I've seen magnets like these many places, but it never dawned on my how easy it would be to make them until I saw the plastic flat marble cabochons at TAP Plastics. I picked up 6 of the 1 1/4" cabochons.
I thought I could put the cabochon down over my yuzen paper and just cut around it with an Exacto knife and then do the same with a magnet and it'd be perfect. The ragged edges were very visible, and with the thin yuzen I couldn't squeeze all the air bubbles out of the Amazing Goop I was using. I ended up with 2 cute yellow flowers my husband or mom could love, but not so much for anyone else.
I was using a sheet of black magnet that was very thin and flexible and about 2.99 from JoAnn, perfect for cutting into size. My first additional purchase for this project was an Ek Success 1-1/4-Inch Paper Shapers Circle Nesting Punch. This cut my paper and my magnets down to the perfect size, and let me see the area I was punching.
Investment #2 was in a large size tube of E-6000. It requires the windows to be open and causes cancer in California, but the glue adheres perfect and clear without any bubbles.
With those 2 little changes these magnets came right together.

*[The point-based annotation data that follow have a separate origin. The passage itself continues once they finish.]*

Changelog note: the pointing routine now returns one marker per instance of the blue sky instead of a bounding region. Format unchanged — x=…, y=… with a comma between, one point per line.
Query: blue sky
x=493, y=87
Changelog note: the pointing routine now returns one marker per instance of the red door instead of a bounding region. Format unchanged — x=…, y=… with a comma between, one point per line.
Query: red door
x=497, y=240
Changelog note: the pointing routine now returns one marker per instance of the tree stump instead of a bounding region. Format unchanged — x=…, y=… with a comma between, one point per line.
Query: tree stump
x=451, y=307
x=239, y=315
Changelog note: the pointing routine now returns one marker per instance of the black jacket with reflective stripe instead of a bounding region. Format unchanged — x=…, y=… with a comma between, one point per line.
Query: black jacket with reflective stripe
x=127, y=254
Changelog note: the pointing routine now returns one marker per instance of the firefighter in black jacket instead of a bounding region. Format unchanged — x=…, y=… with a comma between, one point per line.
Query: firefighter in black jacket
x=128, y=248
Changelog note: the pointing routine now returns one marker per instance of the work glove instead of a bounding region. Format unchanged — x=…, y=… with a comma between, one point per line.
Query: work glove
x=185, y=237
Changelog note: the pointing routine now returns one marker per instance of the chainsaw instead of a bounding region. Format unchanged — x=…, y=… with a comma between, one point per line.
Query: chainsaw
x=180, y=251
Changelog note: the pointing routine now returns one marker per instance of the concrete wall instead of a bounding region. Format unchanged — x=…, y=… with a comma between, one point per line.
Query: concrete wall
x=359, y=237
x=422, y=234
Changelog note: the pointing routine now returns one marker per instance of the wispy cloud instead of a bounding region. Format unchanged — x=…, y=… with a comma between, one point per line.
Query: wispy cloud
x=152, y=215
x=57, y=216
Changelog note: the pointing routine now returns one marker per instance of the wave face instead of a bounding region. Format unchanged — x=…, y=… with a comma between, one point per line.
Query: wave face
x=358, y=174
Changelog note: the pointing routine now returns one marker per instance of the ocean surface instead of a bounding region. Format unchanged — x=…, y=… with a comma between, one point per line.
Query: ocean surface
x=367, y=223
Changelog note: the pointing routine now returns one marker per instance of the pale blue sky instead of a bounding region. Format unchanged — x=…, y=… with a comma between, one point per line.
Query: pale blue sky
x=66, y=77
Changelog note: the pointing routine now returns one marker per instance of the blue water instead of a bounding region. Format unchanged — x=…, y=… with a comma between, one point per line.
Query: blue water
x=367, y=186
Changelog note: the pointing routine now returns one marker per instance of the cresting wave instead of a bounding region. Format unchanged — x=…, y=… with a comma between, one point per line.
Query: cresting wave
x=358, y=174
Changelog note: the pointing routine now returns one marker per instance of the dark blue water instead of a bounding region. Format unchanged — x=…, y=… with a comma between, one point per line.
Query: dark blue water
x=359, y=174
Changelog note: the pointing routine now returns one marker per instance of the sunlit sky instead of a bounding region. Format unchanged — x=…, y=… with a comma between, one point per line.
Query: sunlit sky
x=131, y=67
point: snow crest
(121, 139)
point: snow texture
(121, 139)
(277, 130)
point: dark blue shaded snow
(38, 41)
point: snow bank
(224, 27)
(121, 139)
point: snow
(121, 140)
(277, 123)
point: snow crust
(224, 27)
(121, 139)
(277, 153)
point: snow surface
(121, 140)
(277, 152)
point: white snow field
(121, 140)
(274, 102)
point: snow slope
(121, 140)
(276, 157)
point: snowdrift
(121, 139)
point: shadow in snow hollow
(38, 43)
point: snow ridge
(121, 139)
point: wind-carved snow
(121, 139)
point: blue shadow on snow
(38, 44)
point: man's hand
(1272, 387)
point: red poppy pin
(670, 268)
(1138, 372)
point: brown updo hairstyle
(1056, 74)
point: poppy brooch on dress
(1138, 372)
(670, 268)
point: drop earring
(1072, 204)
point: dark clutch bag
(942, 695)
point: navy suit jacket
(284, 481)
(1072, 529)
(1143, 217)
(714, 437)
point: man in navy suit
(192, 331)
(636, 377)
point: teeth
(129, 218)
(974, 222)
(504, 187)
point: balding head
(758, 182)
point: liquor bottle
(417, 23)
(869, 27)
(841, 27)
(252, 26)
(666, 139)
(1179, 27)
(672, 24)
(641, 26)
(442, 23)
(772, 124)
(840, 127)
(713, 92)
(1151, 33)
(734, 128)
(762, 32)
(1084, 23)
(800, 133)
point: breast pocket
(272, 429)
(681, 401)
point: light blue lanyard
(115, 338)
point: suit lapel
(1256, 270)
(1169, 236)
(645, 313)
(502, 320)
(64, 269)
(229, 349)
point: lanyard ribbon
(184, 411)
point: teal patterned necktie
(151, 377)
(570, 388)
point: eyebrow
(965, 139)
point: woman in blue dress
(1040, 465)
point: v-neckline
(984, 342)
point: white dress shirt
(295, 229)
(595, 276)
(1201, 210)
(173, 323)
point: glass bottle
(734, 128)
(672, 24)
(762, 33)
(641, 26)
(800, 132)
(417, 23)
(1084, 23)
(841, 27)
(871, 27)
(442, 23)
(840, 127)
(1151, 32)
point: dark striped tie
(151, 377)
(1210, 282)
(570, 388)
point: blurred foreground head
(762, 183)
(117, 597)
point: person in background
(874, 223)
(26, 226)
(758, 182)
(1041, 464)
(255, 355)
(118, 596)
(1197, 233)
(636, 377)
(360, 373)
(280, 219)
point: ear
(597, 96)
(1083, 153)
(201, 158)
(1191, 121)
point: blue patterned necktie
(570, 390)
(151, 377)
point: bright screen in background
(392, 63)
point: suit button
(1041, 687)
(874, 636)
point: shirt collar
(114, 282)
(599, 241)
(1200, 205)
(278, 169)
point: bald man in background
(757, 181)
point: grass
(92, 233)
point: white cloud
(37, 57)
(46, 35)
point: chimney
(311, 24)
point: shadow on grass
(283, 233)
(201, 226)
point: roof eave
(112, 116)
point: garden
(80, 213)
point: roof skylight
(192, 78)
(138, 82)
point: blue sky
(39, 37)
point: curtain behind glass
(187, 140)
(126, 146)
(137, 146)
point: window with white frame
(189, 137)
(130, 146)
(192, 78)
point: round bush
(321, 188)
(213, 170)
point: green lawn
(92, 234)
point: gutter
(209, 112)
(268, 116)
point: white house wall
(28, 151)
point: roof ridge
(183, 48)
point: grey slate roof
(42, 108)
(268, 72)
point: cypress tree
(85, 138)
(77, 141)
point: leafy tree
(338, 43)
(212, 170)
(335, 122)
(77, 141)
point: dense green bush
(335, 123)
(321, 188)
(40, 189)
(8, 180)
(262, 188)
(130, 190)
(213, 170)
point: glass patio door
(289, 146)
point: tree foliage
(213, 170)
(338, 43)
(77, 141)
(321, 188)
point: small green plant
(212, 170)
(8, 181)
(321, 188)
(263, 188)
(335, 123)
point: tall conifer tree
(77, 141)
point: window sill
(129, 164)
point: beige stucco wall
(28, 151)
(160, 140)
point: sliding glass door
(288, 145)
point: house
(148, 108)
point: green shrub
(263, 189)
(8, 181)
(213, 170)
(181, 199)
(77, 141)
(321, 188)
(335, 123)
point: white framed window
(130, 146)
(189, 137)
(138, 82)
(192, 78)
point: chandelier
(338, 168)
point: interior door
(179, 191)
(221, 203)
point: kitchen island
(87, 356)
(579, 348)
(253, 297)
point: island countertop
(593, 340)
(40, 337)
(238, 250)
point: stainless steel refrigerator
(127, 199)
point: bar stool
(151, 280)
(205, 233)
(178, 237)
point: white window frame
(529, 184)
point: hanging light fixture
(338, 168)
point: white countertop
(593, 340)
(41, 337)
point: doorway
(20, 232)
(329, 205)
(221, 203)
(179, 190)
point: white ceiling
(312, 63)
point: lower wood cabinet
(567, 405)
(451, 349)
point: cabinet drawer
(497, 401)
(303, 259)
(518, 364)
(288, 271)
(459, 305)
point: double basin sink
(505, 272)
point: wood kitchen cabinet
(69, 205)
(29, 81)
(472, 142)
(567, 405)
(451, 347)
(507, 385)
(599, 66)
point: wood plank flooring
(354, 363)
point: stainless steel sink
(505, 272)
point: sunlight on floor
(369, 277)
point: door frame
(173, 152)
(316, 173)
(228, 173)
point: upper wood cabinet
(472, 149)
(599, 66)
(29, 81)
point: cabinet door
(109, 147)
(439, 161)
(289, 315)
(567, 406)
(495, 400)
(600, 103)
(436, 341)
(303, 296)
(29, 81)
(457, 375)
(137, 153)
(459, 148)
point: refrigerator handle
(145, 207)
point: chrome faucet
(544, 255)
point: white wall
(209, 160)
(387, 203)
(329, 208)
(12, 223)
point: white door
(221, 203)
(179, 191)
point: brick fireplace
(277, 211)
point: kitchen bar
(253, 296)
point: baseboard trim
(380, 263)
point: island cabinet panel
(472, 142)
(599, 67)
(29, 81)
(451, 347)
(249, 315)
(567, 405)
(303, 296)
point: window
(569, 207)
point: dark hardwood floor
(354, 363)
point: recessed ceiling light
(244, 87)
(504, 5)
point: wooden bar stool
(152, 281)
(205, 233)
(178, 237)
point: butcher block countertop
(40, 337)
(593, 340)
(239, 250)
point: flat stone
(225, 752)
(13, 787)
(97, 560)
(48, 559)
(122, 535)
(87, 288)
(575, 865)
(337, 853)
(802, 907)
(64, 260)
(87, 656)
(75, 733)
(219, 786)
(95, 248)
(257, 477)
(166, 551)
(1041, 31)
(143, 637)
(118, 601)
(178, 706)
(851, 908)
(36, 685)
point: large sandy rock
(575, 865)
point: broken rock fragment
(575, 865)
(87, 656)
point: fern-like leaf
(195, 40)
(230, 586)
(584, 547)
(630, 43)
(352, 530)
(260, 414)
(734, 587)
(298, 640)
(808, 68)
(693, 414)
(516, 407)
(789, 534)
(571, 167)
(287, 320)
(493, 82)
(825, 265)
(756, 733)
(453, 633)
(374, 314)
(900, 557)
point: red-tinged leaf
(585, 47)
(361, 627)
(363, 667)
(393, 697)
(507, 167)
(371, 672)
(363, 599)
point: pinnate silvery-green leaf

Take the cabochon, put a tiny amount of the E-6000 on it, half of pea size, and then rush to get the cap back on the E-6000 before it explodes on your desk. My stock of kraft paper comes in handy to use as desk cover in times like these. Have your paper backing sitting on your desk and turn the cabochon over and push down on it until you see the glue spread to the edges and all the bubbles disappear. Clean up any glue on your cabochon now, before it dries. Let it sit for a few hours, with the windows open if in doors. Take care of any uneven paper edges with a knife, then punch out a self adhesive magnet and slap it on.
Lots of people make these with the round glass flat marbles you can get in the fake flower aisle, but they're full of bubbles and scratches, and I like having something perfectly round to use that's always the same size.